Table 6.
hGrx1 and hGrx2 Exhibit Equal Rates of Protein Glutathionylation in the Presence of GS•, GSNO, and GSSGa
| protein–SSG formation |
||
|---|---|---|
| substrate | Grx1-mediated (s−1) | Grx2-mediated (s−1) |
| GS• [≥10 µM (33)] | 0.43 ± 0.03 | 0.38 ± 0.04 |
| GSNO (500 µ M) | 0.21 ± 0.07 | 0.24 ± 0.08 |
| GSNO (250 µM) | 0.09 ± 0.04 | 0.11 ± 0.07 |
| GSSG (250 µM) | 0.38 ± 0.01 | 0.12 ± 0.007 |
| GSSG (100 µM) | 0.24 ± 0.03 | 0.06 ± 0.003 |
Reaction mixtures contained Na/K phosphate buffer (0.1 M, pH 7.5), rabbit muscle GAPDH (25 µM), Grx (0.02–0.25 µM), S-carboxymethyl BSA (7 mg/mL), and [35S]GSNO (500 µM), [35S]GSSG (500 µM), or GSH (0.5 mM) and GS• (approximately 10 µM; see ref 33). Reactions took place at room temperature and were quenched by addition of 20% ice-cold TCA. Precipitated proteins were pelleted by centrifugation, washed, and analyzed for bound radioactivity. Grx-mediated GAPDH–SSG formation was assessed by comparing the bound radioactivity in the presence and absence of the enzyme.

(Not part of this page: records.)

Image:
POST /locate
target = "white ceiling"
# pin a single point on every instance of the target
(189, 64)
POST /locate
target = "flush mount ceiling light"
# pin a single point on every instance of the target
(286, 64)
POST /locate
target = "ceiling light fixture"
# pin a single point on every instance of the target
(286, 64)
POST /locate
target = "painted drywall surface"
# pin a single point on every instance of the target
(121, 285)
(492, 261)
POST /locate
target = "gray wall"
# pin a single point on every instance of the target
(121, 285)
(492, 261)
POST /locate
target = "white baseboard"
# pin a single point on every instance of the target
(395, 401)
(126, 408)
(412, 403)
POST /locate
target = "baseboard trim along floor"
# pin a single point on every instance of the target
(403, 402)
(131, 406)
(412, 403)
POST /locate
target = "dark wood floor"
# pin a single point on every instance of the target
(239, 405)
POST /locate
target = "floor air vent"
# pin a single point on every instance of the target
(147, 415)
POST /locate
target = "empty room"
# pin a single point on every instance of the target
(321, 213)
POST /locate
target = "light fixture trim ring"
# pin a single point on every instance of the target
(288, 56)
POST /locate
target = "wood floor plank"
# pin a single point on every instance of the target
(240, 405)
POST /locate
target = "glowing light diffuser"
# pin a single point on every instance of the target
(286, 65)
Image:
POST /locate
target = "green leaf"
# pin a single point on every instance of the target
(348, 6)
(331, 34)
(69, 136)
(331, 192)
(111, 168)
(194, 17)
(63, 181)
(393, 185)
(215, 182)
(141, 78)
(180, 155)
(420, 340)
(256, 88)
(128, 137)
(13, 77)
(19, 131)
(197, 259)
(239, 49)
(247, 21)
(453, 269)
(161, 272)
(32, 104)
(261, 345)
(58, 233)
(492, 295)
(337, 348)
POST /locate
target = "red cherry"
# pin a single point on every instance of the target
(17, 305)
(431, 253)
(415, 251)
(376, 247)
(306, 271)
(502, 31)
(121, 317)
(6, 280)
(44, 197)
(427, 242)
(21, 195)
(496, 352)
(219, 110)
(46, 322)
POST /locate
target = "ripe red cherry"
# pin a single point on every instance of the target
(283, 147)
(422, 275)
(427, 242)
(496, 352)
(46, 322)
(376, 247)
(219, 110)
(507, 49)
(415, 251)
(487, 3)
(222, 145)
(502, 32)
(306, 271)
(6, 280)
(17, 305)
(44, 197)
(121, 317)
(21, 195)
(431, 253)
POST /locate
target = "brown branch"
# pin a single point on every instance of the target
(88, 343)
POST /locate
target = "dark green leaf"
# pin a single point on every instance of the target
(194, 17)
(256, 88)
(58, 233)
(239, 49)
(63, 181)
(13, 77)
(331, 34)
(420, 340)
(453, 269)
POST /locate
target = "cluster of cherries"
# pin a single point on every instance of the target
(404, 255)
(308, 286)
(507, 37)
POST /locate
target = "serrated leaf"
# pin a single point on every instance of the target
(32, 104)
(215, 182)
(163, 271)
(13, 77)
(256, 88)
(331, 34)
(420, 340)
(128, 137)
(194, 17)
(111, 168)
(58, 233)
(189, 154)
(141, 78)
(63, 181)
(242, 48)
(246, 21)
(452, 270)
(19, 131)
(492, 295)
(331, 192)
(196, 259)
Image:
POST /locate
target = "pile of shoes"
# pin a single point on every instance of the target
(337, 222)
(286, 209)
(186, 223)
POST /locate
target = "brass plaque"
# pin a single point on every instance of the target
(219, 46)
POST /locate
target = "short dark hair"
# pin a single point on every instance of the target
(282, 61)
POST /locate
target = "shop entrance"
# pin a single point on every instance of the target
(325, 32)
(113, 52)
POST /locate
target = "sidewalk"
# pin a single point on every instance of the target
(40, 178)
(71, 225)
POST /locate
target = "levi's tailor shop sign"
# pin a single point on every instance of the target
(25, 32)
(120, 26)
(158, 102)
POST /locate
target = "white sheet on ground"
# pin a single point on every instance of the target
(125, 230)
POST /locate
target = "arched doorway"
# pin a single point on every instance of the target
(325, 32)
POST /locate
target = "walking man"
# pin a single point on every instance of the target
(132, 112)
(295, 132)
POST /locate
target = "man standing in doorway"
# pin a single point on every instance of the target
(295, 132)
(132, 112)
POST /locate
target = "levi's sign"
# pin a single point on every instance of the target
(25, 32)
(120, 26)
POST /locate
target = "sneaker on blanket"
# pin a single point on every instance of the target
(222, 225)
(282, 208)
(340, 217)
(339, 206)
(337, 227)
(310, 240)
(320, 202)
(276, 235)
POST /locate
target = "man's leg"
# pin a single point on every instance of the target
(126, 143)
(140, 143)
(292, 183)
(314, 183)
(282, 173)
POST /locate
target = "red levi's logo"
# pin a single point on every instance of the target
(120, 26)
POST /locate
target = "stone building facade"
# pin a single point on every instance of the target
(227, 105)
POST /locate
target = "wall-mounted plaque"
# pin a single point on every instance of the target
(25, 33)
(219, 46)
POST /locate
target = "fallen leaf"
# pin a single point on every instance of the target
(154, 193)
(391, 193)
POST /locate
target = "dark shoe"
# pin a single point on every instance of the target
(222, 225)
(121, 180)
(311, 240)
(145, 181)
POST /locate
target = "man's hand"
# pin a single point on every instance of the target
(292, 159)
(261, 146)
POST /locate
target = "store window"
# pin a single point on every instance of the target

Rates are expressed as nanomoles of protein–SSG per minute per nanomole of Grx (i.e., turnover, min−1). Turnovers were determined within the linear range of Grx dependence for each substrate and are expressed as the mean ± the standard error (n = 3–12).